蓁宁在车上翻找,找到了一柄大伞,跳下车替他撑着。
杜柏钦蹲在地上拧松了螺丝,又站起来脱了外套,扔给蓁宁,跪在雪地上用千斤顶顶起了车子。
雪花飘落在他的背上,蓁宁悄悄地将伞移过去了一点。
杜柏钦正专心致志地卸下轮胎:“别淋着自己。”
蓁宁只好朝着他走近了一点,两个人紧紧地挨在伞下。
等到他把轮胎拿下,换上备胎,又扳紧了所有的螺丝,杜柏钦站起身来,身体晃了一下,忽然向下栽去。
蓁宁一把拉住他的手臂:“怎么了?”
杜柏钦抬手扶着车喘气,闭着眼摇了摇头。
蓁宁看到他额上都是一层薄薄的水,不知是雪水还是汗水。
闭着眼歇了会儿,等到晕眩过去,杜柏钦睁开眼对她安抚地笑笑,擦干净了手上的泥和雪,坐进车里启动车子。
蓁宁给他抽纸巾:“把汗擦一擦吧。”
杜柏钦摇摇头:“先离开,这儿不安全。”
蓁宁侧过身替他擦了擦额头的汗,发现他的脸色更苍白了。
杜柏钦这一次不再有任何犹豫,车子踩到了极速,一路飞驰而下。
蓁宁不放心地问:“到底出了什么事?”
杜柏钦仍在轻咳:“就是生意上的事情,他还没胆子直接射杀,大约是想让我们坠进悬崖,生死看运气了。”
蓁宁轻声说:“也许他们也未必会杀我们。”
杜柏钦轻声细语地解释:“情况紧急没办法,我申请法庭调查,关他几个月,让香嘉运别妨碍我做事。”
蓁宁眼中仍有疑惑。
杜柏钦声音越来越没有力气:“回去再慢慢跟你说。”

最后一个弯道近在眼前,来时经过的一条山脚下结冰的河流泛着白光。
蓁宁坐在他的身旁,听着他绵延不绝,渐渐虚弱无力的咳嗽。
蓁宁替他拧开瓶子。
杜柏钦就着她的手喝了口水。
艰难地吞了下去,温热的水流缓慢地劈进胃道,引起一股灼烧般的痛,杜柏钦摇了摇头,他今晚一直隐隐发作的肺部不适,在经历这么一场雪夜跋涉和激战之后,变成了阵阵刀割一般的疼痛,已经扩散至整个前胸。

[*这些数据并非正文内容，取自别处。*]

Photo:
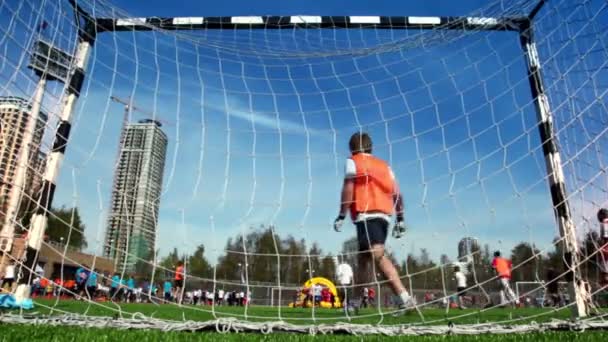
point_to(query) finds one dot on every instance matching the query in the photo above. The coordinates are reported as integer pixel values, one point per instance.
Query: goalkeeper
(371, 194)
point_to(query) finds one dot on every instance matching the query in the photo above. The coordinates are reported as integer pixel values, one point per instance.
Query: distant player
(179, 281)
(602, 217)
(92, 285)
(344, 274)
(503, 266)
(167, 291)
(371, 194)
(461, 286)
(81, 276)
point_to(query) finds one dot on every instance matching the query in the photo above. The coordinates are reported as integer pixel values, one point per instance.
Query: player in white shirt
(602, 217)
(370, 193)
(220, 297)
(461, 286)
(9, 277)
(344, 274)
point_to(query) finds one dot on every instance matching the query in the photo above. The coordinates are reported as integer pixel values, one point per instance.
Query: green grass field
(435, 316)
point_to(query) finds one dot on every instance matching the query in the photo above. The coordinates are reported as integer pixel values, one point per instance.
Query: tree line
(264, 256)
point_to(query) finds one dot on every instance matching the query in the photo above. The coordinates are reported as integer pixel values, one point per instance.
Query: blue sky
(258, 135)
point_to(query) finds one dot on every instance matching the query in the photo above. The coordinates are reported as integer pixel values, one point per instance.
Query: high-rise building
(133, 218)
(15, 113)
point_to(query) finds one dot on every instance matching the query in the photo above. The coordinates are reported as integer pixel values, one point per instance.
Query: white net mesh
(219, 144)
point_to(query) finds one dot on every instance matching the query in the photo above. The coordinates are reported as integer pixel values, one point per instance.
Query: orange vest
(179, 273)
(503, 267)
(374, 186)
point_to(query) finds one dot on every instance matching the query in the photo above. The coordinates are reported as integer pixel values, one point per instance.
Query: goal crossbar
(308, 21)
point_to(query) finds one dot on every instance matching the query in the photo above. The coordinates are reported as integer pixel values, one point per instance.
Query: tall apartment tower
(14, 117)
(133, 218)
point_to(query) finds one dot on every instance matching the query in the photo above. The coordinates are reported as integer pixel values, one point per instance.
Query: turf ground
(10, 332)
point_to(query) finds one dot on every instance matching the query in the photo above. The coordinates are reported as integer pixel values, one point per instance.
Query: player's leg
(364, 259)
(512, 298)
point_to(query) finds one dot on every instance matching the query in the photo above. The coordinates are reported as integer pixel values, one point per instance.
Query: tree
(169, 263)
(65, 226)
(526, 259)
(198, 265)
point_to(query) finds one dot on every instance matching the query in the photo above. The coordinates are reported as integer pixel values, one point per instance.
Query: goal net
(187, 171)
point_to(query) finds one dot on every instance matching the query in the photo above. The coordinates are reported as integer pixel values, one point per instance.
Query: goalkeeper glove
(339, 222)
(399, 228)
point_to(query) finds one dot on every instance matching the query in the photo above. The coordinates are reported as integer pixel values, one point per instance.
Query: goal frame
(89, 27)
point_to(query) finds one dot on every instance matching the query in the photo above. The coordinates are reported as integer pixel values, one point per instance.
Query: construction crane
(129, 106)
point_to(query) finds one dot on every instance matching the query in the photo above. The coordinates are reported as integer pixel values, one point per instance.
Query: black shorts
(371, 232)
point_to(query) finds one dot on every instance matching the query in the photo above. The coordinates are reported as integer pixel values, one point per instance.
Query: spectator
(167, 290)
(461, 286)
(220, 296)
(365, 299)
(92, 284)
(9, 277)
(372, 295)
(179, 281)
(81, 280)
(115, 287)
(130, 289)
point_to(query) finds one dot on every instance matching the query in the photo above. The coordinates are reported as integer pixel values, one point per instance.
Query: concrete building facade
(132, 222)
(14, 117)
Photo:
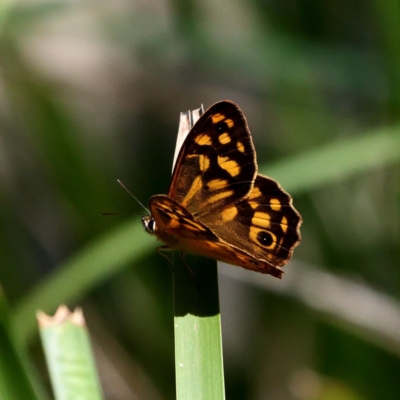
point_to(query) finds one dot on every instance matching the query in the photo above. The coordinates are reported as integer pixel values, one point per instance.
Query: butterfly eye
(264, 238)
(149, 223)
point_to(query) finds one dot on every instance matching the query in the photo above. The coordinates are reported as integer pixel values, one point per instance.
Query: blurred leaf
(17, 378)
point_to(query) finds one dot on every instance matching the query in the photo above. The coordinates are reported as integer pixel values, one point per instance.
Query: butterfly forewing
(218, 206)
(216, 164)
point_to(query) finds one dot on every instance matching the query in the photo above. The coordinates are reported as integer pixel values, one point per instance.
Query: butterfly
(218, 206)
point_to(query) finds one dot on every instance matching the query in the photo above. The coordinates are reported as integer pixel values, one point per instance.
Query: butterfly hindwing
(216, 164)
(218, 206)
(265, 225)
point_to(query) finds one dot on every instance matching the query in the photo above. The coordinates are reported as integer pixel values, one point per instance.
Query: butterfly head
(149, 224)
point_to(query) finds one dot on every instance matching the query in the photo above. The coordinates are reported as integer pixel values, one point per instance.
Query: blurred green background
(91, 91)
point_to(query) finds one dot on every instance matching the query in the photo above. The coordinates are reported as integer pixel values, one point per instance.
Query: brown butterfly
(218, 205)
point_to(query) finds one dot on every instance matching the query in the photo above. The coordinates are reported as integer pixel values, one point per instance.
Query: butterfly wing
(216, 164)
(265, 225)
(176, 227)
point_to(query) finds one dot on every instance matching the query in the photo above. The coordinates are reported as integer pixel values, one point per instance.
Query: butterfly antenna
(132, 195)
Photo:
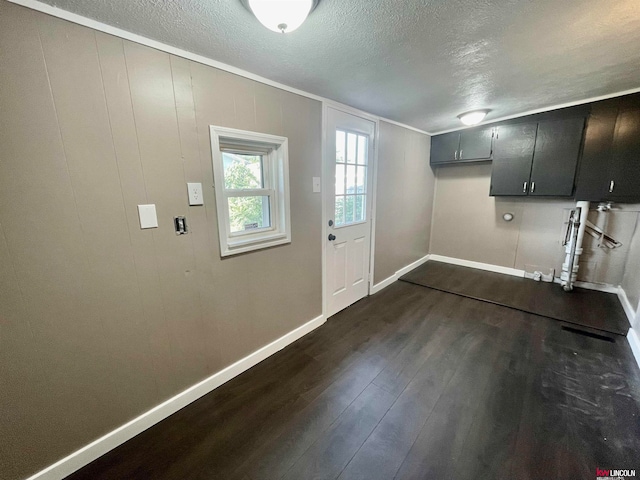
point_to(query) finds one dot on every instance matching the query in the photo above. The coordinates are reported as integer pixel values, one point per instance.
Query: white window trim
(276, 165)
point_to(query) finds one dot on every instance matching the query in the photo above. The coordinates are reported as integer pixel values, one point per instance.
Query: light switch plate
(195, 194)
(148, 217)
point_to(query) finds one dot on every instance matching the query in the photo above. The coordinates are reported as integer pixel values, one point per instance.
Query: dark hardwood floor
(590, 309)
(411, 383)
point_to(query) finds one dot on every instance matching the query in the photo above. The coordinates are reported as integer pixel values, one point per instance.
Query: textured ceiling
(418, 62)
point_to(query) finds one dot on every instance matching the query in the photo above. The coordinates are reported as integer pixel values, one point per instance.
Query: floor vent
(588, 334)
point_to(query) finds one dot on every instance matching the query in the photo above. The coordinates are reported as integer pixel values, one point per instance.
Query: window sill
(244, 245)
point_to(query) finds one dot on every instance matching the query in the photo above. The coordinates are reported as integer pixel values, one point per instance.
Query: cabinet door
(476, 144)
(512, 158)
(555, 157)
(625, 165)
(444, 148)
(594, 170)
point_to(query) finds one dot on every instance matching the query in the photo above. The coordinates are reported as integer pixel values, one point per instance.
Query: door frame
(328, 183)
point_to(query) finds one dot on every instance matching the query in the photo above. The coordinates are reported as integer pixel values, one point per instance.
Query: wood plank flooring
(590, 309)
(411, 383)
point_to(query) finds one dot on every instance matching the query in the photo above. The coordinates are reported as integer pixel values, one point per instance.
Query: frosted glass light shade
(473, 118)
(281, 15)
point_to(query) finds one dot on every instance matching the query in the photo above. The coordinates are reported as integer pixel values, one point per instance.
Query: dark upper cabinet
(512, 159)
(555, 157)
(473, 145)
(537, 159)
(593, 173)
(610, 166)
(624, 169)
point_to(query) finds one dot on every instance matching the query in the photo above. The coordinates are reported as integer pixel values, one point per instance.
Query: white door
(348, 170)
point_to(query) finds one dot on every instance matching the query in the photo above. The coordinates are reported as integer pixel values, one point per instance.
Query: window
(351, 178)
(251, 177)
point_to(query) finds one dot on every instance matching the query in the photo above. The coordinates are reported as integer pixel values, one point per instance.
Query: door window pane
(351, 147)
(351, 179)
(340, 144)
(361, 179)
(360, 208)
(242, 171)
(362, 150)
(339, 214)
(249, 213)
(339, 179)
(349, 207)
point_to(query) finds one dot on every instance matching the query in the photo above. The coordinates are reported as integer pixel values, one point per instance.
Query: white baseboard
(634, 343)
(99, 447)
(480, 266)
(388, 281)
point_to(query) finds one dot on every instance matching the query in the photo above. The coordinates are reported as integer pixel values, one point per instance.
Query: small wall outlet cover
(195, 194)
(148, 216)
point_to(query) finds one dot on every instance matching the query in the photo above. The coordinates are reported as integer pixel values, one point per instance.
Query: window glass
(339, 218)
(362, 150)
(339, 179)
(242, 171)
(248, 213)
(351, 147)
(351, 178)
(340, 143)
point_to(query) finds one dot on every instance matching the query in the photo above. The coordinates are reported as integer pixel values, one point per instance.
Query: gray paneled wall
(101, 321)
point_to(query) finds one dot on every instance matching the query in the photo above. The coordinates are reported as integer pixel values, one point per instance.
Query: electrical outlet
(195, 194)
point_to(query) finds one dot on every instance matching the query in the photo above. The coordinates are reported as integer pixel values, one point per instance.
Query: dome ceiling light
(282, 16)
(474, 117)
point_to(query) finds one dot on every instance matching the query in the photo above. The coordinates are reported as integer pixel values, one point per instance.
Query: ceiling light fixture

道路慢慢变得平缓,他们已经驶出了芒山,康铎城区的灯火愈发明亮,沿路两侧已经是广袤的田野。
远处的村庄零星的灯火闪烁。
仿佛重新回到了人世。
杜柏钦断断续续的掩唇咳嗽,依旧一路风驰电掣往城中奔去。
蓁宁开始慢慢察觉,他的车开始有点歪,有好几次,蓁宁不得不帮他扶了一把方向盘,车身才顺利转弯又摆直了。
杜柏钦脸色惨白中隐隐透彻青,鬓角被冷汗浸湿。
蓁宁心底不安,忍不住低声问:“你身体哪里不舒服?”
杜柏钦挤出破碎的气音:“蓁宁,帮我找下药。”
他说话已经呼吸有些艰难,眉间分明压抑着的极度痛楚之色。
蓁宁三下五除二将所有的置物柜拉开,看到中间的一整个抽屉,整整齐齐地摆满了一罐一罐的各式药瓶,杜柏钦吩咐:“白色的。”
蓁宁将药瓶递给他。
他手肘撑着方向盘,拧开了塑料瓶子将药片倒在掌心,洒了好几粒他也不管,直接抛进口中,水都不用,皱着眉头生生咽了下去。
蓁宁已经顾不上许多,扶着他的手臂急声道:“杜柏钦,换我来开车。”
杜柏钦紧紧皱着眉头:“不换,咳咳、不安全。”
蓁宁看着他忍受着身体的不适和痛苦,那般难受和遭罪的样子,心头开始慢慢涌上恐慌,她握住他的手背,静声细气地说话,唯恐说大点声让他更疼:“你哪儿难受?”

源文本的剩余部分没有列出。